As Angus makes clear, “Fossil fuels are not an overlay that can be peeled away from capitalism — leaving the system intact, they are embedded in every aspect of the system.” It is common within the climate movement to hear the argument that we are all to blame for climate change. However, it is clear that the decisions to adopt fossil fuels and continue and expand their use were not made by everyone. Rather the decision was made by those early capitalists at the start of industrialization in Britain as a way to better exploit workers in order to maximize profit.
Of course, those capitalists in the 1830s could not have known they were setting the world on course for catastrophic global warming — although is worth noting that air quality and related issues were subject to much complaint by the working class at the time. But the point is we now know the consequences of burning coal, oil and gas.
Yet the irrationality of capitalism dictates the opposite from the action that needs to be taken. This is not a technical problem. Studies show that a full transition to renewable, non-carbon fuels is physically possible. Of course, it would cost money but, as we’ve seen, states have made investments on this scale before, particularly during wartime. But the historic investment in the fossil fuel industries and the colossal vested interests with the power to lobby governments mean that we are up against massive economic and political obstacles.
If we accept that fossil fuels are completely embedded in capitalism then the conclusion must surely be that we have to get rid of that system. But this is not an argument for us to wait until the revolution to sort out climate change. The problem is immediate. There are battles constantly within capitalism. Sometimes there are struggles explicitly about climate change and the environment, for example over fracking in Britain. The oil and gas companies some years back claimed fracking would be in full production by now. In fact there has only been one frack so far in Britain. Campaigning has made a difference; it has helped stop the further expansion of the fossil fuel landscape.

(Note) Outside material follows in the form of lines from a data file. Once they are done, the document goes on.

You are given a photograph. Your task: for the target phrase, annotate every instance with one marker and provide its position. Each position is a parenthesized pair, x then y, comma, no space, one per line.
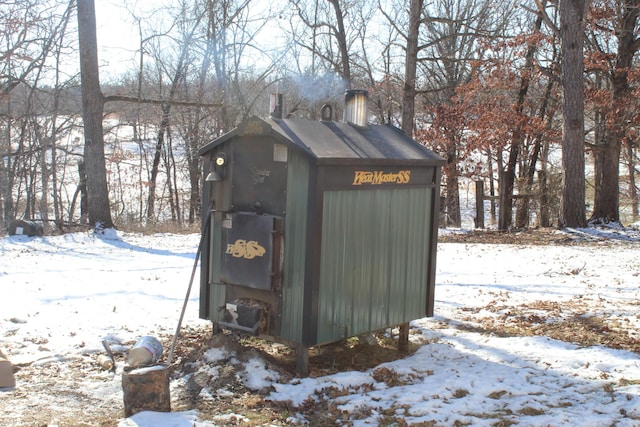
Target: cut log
(146,389)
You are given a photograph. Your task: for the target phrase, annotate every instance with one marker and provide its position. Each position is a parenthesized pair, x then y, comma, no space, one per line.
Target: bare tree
(618,116)
(572,25)
(99,210)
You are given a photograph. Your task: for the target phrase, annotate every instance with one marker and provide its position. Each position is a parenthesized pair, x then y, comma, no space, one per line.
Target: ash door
(251,246)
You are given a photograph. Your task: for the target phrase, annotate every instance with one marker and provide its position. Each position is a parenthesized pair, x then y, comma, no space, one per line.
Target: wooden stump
(146,389)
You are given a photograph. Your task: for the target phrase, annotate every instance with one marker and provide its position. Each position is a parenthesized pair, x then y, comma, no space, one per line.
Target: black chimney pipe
(275,105)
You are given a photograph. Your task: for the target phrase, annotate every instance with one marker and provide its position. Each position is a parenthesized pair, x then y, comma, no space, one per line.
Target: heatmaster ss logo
(243,249)
(381,177)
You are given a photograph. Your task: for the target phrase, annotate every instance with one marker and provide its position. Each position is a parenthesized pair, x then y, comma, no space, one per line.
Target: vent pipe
(275,105)
(355,107)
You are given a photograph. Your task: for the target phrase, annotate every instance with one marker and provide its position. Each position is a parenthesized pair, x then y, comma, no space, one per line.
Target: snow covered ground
(61,296)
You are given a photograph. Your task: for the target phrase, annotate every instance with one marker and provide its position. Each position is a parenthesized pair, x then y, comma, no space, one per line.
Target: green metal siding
(217,291)
(295,233)
(374,260)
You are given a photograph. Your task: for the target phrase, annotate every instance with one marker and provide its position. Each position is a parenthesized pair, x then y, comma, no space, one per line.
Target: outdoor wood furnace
(318,230)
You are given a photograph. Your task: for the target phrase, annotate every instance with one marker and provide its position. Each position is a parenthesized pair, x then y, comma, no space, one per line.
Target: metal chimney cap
(355,107)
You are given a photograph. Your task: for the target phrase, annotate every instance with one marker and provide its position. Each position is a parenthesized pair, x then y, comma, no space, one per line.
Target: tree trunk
(92,110)
(410,66)
(341,37)
(573,192)
(631,168)
(606,206)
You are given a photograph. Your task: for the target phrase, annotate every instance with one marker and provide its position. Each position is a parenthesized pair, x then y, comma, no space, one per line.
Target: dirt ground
(250,408)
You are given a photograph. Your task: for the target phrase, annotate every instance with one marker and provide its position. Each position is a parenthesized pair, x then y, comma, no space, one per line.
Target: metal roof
(331,140)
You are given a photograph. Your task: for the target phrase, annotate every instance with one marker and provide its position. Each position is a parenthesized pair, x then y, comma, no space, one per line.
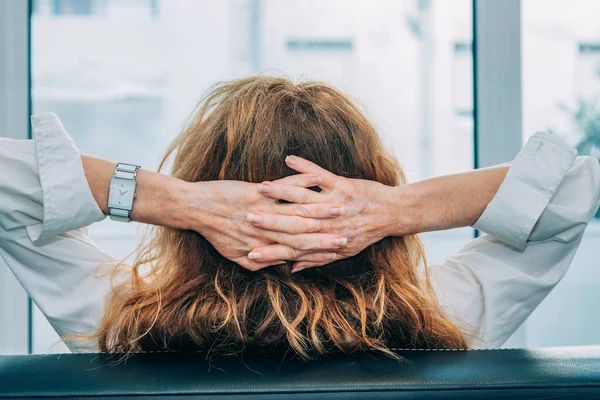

The sustained protest at Standing Rock in Dakota has seen a victory, at least for now, with the US engineer corps saying it will allow a massive oil pipeline to be routed beneath the Missouri River. But other fights can also show the power to take on those vested interests of the oil and gas companies. The strikes in France over the new work law in 2016 took place in oil refineries and involved blockades of fuel depots. The action led to a petrol shortage and hit power output. The strikes were about the new work law but they showed where power lies to take on the giant fossil fuel multinationals.
In every movement wider questions are raised about capitalism and where power lies in society to bring about change. As revolutionaries and environmentalists we should be part of every fight over the issue of the climate — as well as raising the question of climate change in every struggle. The impact of climate change intensifies all struggles bred by capitalism. We have to be part of those struggles, link them together and crucially connect them to the power to get rid of capitalism completely. We have to fight now to stop the further expansion of fossil fuels but we also need to fight to replace a society based on accumulation for profit with one based on production for need.
Amy Leather is joint national secretary of the UK Socialist Workers Party.